A striking example is the music industry, which as a share of GDP appears to be shrinking, because its revenues are getting smaller. But the amount of music people are listening to is not getting smaller. There are more downloads of songs and more people listening than ever before. The issue is those downloads have a very low price, often zero price, so they don't show up in our GDP statistics. Does that mean consumers aren't getting the same enjoyment from them? No. It just means we're not measuring the value properly.
Q. So we save money on music, or by using Wikipedia for free instead of buying an encyclopedia. In theory that creates demand for other goods and services. But why should that demand go anywhere right now when whole industries, like the automakers, are struggling to make new, attractive products?
A. There is a big disruption going on. This current recession, the Great Recession, is not a simple cyclical downturn in demand. Instead, when demand comes back, it's going to be for a lot of new products and new services and in whole new industries. So it's not just a Great Recession; it may be The Great Restructuring, a fundamental reorganization of business activity. It's not simply a matter of going back and buying the same things we used to buy. Some of them won't exist any more. One reason I think we're seeing such a lag in hiring and employment is that people aren't simply being hired back into the same old jobs they did before.

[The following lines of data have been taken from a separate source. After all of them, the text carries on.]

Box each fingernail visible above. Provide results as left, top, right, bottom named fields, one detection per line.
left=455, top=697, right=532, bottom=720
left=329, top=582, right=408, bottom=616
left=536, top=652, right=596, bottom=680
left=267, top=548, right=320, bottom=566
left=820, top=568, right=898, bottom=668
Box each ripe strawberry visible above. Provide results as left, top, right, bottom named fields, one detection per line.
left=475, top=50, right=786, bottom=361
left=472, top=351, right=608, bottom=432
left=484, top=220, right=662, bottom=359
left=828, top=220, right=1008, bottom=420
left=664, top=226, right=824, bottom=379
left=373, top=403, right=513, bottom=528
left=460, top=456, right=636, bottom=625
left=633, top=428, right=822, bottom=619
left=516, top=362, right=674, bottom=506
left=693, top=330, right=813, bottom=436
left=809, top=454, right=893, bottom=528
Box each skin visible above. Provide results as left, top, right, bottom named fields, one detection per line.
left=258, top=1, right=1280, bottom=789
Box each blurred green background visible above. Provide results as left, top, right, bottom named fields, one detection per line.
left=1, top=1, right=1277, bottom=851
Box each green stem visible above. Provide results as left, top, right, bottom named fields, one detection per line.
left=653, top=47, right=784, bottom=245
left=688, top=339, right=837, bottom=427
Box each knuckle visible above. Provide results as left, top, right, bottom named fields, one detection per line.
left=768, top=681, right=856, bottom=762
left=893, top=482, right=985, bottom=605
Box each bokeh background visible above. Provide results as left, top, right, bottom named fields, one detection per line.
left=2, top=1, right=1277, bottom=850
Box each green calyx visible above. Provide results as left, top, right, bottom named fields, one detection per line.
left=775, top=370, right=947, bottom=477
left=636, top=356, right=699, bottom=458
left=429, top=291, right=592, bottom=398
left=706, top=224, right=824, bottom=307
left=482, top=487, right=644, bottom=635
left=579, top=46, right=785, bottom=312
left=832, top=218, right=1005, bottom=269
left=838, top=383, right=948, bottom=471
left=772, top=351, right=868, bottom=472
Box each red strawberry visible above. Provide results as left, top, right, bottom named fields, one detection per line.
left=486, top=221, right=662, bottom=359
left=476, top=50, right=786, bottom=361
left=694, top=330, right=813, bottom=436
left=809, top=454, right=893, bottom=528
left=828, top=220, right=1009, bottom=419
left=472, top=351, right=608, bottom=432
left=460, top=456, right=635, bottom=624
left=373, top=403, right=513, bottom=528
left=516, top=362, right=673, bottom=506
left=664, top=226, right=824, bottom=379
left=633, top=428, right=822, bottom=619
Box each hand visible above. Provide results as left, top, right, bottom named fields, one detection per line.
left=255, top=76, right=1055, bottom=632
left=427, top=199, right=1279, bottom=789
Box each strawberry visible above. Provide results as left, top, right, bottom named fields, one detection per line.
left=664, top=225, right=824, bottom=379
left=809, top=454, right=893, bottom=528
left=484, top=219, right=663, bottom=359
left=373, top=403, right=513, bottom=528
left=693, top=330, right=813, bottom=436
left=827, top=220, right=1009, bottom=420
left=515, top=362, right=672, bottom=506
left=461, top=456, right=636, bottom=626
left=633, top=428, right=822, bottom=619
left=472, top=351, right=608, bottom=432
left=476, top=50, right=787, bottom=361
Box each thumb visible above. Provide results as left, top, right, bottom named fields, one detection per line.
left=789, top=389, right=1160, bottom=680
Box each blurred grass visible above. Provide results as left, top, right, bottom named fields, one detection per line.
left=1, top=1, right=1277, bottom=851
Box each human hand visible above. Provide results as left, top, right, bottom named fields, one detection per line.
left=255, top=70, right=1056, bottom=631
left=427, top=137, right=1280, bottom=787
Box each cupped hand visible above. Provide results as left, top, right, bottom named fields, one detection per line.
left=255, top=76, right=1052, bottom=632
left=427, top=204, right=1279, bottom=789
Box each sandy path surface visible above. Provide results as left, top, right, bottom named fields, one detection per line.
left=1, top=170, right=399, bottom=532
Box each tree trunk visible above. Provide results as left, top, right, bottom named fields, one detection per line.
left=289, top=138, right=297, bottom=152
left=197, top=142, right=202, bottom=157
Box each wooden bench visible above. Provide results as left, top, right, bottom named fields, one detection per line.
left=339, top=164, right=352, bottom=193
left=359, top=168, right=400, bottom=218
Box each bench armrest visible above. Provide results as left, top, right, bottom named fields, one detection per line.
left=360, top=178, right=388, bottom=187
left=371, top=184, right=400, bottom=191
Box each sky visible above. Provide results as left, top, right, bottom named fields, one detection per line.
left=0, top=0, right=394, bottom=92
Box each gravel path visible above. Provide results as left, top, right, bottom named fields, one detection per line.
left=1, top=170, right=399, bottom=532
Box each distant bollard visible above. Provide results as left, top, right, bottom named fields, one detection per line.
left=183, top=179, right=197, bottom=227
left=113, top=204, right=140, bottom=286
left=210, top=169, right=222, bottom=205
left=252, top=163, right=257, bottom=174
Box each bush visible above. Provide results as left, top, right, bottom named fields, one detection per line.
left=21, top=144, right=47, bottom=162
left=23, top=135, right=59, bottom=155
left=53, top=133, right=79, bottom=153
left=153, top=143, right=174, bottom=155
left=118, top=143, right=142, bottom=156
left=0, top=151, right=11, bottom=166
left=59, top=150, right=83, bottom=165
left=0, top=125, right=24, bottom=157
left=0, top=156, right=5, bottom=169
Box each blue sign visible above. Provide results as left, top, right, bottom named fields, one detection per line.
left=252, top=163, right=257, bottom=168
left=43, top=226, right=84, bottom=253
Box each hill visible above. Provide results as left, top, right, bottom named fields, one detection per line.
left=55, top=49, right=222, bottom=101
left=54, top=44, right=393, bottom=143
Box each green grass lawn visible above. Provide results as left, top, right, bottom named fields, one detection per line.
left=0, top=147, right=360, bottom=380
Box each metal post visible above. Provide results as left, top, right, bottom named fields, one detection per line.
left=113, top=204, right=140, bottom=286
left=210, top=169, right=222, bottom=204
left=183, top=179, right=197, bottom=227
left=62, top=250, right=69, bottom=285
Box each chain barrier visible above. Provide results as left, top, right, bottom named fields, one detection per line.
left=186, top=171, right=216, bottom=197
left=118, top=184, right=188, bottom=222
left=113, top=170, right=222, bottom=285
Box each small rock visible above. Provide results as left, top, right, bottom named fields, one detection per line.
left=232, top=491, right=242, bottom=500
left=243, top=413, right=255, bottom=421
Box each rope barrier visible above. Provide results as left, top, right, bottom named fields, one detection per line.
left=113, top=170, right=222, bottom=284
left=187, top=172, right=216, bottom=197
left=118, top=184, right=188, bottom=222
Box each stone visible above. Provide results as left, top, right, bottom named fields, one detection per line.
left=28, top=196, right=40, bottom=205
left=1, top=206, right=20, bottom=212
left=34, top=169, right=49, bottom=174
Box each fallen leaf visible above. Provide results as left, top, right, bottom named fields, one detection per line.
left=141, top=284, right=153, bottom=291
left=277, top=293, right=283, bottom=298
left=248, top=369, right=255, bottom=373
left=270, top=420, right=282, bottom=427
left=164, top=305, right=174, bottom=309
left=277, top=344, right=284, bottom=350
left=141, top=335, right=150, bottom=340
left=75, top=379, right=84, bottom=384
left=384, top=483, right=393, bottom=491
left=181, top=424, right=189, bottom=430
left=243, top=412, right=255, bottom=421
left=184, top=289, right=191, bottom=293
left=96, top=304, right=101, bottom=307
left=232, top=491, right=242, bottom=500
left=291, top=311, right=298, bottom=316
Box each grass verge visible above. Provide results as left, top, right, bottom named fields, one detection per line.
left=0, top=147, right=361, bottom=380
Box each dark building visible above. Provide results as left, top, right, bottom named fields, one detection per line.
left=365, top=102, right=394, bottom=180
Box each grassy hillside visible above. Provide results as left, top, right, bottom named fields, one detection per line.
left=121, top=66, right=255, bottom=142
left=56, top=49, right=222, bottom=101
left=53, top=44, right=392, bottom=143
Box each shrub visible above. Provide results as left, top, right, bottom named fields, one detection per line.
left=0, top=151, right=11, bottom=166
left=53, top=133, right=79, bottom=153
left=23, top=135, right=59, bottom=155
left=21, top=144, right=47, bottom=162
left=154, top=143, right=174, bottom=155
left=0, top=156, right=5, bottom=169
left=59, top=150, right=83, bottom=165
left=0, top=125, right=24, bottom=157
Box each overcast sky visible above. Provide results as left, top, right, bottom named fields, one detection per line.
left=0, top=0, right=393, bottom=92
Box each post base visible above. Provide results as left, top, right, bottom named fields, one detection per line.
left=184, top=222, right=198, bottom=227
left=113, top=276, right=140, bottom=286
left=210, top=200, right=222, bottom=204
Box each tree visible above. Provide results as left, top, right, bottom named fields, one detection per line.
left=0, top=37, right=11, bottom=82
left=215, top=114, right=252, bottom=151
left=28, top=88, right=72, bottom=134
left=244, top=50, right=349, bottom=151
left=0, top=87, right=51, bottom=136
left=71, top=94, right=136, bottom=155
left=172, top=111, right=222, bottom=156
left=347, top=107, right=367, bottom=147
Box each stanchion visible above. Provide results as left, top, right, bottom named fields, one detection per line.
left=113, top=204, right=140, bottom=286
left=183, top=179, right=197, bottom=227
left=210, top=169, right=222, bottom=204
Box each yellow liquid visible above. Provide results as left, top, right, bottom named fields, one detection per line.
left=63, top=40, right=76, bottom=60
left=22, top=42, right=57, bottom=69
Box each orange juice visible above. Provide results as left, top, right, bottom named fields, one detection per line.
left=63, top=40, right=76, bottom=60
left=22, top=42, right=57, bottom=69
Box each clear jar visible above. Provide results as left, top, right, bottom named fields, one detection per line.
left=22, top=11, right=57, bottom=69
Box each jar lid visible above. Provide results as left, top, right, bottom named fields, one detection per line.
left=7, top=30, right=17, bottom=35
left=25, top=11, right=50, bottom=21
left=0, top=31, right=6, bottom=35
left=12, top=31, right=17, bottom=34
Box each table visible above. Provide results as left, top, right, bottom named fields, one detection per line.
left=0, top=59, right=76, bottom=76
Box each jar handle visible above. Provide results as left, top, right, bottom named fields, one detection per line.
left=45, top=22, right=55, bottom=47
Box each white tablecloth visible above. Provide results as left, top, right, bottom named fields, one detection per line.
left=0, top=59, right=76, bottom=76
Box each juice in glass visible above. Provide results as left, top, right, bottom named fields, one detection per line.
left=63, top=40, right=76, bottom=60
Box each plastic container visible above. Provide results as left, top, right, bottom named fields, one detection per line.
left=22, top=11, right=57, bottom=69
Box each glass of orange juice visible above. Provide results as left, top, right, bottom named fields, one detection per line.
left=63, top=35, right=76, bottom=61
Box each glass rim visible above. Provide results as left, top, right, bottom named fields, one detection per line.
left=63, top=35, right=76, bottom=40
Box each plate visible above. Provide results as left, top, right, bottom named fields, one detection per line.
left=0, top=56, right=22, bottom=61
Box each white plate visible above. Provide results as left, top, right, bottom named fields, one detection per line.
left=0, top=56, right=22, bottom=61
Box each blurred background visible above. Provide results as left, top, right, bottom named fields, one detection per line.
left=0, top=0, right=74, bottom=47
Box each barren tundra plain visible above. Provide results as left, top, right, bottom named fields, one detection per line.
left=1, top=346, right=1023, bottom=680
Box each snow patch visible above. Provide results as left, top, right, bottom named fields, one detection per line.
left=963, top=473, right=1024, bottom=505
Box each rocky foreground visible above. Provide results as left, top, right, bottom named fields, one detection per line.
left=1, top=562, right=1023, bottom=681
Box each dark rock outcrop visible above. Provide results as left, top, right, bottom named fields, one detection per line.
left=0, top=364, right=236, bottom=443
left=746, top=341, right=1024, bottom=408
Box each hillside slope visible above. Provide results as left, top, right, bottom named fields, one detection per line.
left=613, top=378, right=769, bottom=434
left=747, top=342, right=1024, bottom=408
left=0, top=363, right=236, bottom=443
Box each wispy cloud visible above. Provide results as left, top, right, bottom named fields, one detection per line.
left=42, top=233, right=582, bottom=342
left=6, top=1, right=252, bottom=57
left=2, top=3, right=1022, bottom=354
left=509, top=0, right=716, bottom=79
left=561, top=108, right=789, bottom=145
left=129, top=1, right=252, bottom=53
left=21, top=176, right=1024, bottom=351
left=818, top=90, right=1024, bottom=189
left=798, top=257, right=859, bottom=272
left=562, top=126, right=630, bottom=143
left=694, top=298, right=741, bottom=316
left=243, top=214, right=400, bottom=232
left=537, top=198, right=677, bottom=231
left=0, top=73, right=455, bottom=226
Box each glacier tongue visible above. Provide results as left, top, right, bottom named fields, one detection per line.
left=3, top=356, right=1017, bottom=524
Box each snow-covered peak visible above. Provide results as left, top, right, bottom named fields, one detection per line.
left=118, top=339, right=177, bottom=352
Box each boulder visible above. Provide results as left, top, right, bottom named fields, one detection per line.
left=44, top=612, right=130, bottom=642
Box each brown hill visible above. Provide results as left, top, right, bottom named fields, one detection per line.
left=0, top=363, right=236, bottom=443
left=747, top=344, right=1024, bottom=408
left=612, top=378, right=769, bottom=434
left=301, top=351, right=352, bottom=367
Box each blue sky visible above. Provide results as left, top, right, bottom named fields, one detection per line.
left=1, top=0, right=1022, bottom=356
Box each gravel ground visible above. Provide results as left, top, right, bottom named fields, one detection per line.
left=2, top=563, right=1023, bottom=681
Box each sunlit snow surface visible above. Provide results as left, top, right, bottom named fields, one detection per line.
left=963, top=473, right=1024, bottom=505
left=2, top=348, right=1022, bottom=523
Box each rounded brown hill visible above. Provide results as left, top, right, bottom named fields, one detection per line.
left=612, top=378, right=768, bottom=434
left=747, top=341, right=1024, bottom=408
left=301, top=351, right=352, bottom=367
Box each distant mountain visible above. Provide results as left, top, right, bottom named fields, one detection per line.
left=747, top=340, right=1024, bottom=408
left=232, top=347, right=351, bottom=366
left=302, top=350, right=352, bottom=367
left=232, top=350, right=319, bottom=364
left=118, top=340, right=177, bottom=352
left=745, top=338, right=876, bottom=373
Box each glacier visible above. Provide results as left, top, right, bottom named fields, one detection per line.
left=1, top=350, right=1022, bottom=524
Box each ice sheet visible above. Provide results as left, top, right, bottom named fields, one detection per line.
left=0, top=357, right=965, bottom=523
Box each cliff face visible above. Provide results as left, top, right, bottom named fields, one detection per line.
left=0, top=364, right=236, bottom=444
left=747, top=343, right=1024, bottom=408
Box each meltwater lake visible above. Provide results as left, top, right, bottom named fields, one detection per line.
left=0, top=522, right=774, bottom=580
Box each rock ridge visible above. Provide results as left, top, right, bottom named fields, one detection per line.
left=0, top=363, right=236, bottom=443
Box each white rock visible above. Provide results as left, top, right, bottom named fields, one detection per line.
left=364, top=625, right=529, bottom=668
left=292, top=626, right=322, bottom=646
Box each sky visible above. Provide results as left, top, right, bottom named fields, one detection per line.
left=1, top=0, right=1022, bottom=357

It's going to take a lot of entrepreneurial activity to figure out the best way of grappling with these problems. I think it's going to happen and in the end the economy will be even more productive than in the past. But the transition is clearly very painful.
Q. So we have a few clear winners now, but the rest will be determined later.
A. There are different kinds of winners. Companies like Google can be big beneficiaries directly, but there are also people who benefit from Google's free services. We use Google Scholar to check citations and that's a tremendously easier way than what we used to have. And a lot of small businesses are using Google Ads to find new customers. I think tech companies are most visibly affected, but the bigger effect is upon technology-using companies. And that accounts for most of the economy.
We study the market as a kind of information-processing entity. But companies are also information-processing entities. When the cost of information processing falls by 90 percent over five years, it has real effects on the organization of firms. We're spreading knowledge much faster. The pace of discovery is quickening because many companies are using IT to change the way they do innovation. They're doing business experiments, measuring things in excruciating detail — what's happening to their customers, their shop floor, their employees, suppliers, their goods even after they're sold, in ways they never did before. And since our living standards ultimately depend on what technology can do to speed innovation, it's going to have a much bigger impact on us than any single innovation by itself.